Aus heutiger Perspektive muss man hinzufügen: Auch haben muss! Wenn man sich weite Teile der sozialdemokratischen Parteistrukturen in Deutschland anschaut, dann bedarf es hier einer starken Modernisierung und in einer Teilen einer Stärkung und Wiederherstellung von funktionierenden Strukturen. Ziel muss sein, dass die SPD auch in der Fläche und in politisch schwierigen Regionen präsent ist. Wenn man sich die gesellschaftlichen Anbindungen der Sozialdemokratie bewusst macht, dann wird deutlich, dass viel Zeit und Kraft erforderlich ist, um die Sozialdemokratie als Gesprächspartnerin wieder zu verankern. Wer sich gesellschaftspolitische Debatten ansieht und will, dass diese in der SPD programmatischen Niederschlag oder zumindest inhaltliche Auseinandersetzung finden, der muss Möglichkeiten haben oder ggfs. schaffen, offen, ohne permanente Kettung an das tagesaktuelle Regierungshandeln mit gesellschaftspolitischen Impulsen umzugehen, diese aufzugreifen, zu modifizieren und in eigene Ideen und Programmimpulse einfließen zu lassen.
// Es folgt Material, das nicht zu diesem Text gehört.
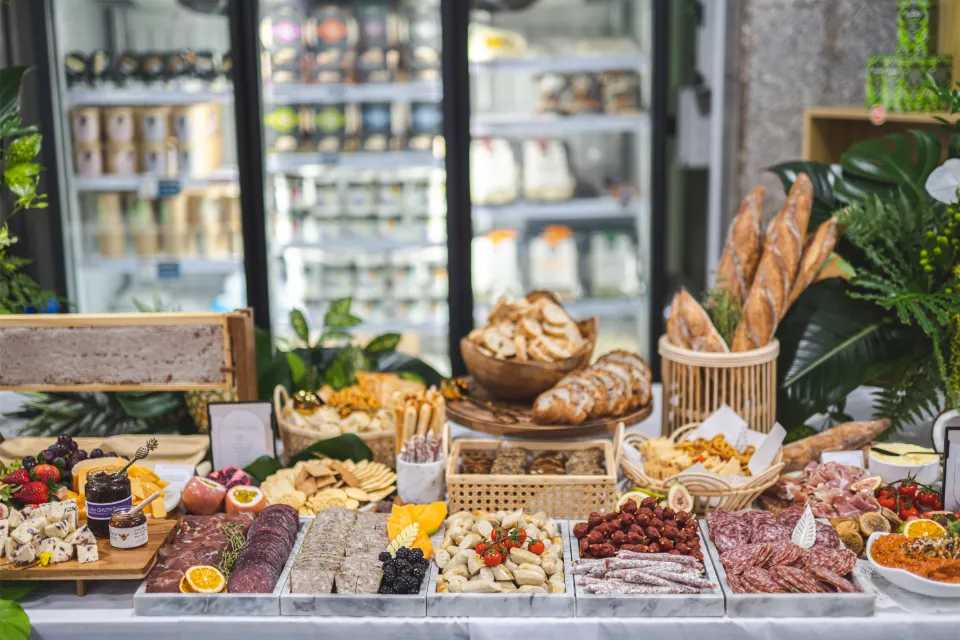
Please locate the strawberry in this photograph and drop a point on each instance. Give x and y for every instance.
(45, 472)
(34, 492)
(20, 476)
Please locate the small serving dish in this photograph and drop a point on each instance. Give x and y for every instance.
(911, 581)
(889, 471)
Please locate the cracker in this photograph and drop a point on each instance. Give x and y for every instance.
(357, 494)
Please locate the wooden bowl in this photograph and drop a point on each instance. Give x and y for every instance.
(523, 381)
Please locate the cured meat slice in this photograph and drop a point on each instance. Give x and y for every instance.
(839, 561)
(760, 581)
(840, 583)
(827, 536)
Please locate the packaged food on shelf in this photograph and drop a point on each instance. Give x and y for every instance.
(554, 262)
(494, 172)
(85, 125)
(281, 38)
(546, 171)
(613, 264)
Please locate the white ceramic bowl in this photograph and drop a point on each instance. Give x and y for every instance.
(911, 581)
(923, 473)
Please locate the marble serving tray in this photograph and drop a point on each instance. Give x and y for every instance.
(654, 605)
(353, 605)
(217, 604)
(486, 605)
(789, 605)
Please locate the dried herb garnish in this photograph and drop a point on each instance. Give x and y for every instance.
(235, 542)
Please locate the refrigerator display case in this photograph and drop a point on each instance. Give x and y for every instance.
(560, 159)
(147, 154)
(354, 154)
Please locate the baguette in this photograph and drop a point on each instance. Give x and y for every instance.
(690, 327)
(843, 437)
(741, 253)
(767, 301)
(815, 255)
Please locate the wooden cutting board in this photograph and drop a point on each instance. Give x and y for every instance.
(114, 564)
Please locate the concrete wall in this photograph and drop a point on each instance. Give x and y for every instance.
(794, 54)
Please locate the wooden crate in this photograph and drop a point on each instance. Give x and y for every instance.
(560, 497)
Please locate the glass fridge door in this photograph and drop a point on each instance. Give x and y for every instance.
(151, 211)
(559, 161)
(353, 131)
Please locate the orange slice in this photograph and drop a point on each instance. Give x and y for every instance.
(923, 529)
(205, 579)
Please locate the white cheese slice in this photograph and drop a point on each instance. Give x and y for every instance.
(47, 545)
(25, 533)
(83, 535)
(25, 554)
(87, 553)
(62, 551)
(55, 512)
(15, 519)
(57, 529)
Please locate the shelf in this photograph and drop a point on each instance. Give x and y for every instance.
(280, 162)
(564, 64)
(146, 184)
(339, 93)
(158, 96)
(499, 125)
(167, 267)
(584, 209)
(363, 245)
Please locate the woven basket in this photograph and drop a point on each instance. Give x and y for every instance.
(697, 384)
(296, 439)
(561, 497)
(709, 491)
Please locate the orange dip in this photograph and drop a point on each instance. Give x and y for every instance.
(892, 551)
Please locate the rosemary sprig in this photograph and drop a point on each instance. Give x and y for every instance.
(235, 542)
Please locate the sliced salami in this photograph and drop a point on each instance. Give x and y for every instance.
(760, 581)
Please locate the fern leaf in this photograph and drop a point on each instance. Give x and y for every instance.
(404, 539)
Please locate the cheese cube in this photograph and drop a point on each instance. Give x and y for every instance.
(47, 545)
(26, 533)
(83, 535)
(87, 553)
(15, 519)
(57, 529)
(62, 551)
(55, 512)
(25, 554)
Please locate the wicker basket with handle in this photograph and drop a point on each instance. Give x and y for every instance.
(561, 497)
(709, 491)
(295, 439)
(696, 384)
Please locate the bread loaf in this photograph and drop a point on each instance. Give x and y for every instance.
(818, 249)
(783, 246)
(741, 253)
(689, 326)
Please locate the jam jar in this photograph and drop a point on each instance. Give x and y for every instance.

Und hier sind wir bei den eigentlichen Problem in Zeiten einer Großen Koalition: Die SPD hatte als Organisation in den zurückliegenden Jahren einen untergeordneten Stellenwert. Erforderliche Debatten um Strukturen und Programme wurden dem Regierungshandeln untergeordnet. Parteitage hatten oftmals nur noch die Funktion eines Schaulaufens von Regierungsmitgliedern und von „Familientreffen“, bei denen man sich freut, Mitstreiter*innen aus zurückliegenden Zeiten zu treffen.
Viele Beiträge der letzten Tage von Befürwortern einer Großen Koalition haben darauf hingewiesen, dass es in dem Fall einer erneuten Großen Koalition fester Vereinbarungen und Vorgaben mit dem Koalitionspartner bedürfe. Fast eine Binsenweisheit, denn das ist das Geschäft von Koalitionsverhandlungen und schließlich Gegenstand von Koalitionsverträgen. Wobei festzuhalten ist, dass bereits der letzte Koalitionsvertrag auf Bundesebene eine deutliche sozialdemokratische Handschrift trug. Positive Effekte für die SPD? Gleich null!
Neben der Verabredung konkreter (sozialdemokratischer) Projekte in einem Koalitionsvertrag sind vielmehr feste innerparteiliche Verabredungen über Veränderungs- und auch Programmprozesse zu treffen. Und es bedarf der Personen, die sich dieser Aufgabe voll und ganz annehmen. Ein Plädoyer für eine Personaldebatte? Nein, aber der Wunsch und Anspruch, dass bei Spitzenfunktionen innerhalb unserer Partei nicht das Karrieresprungbrett im Mittelpunkt des Interesses steht, sondern die Aufgabe für die SPD.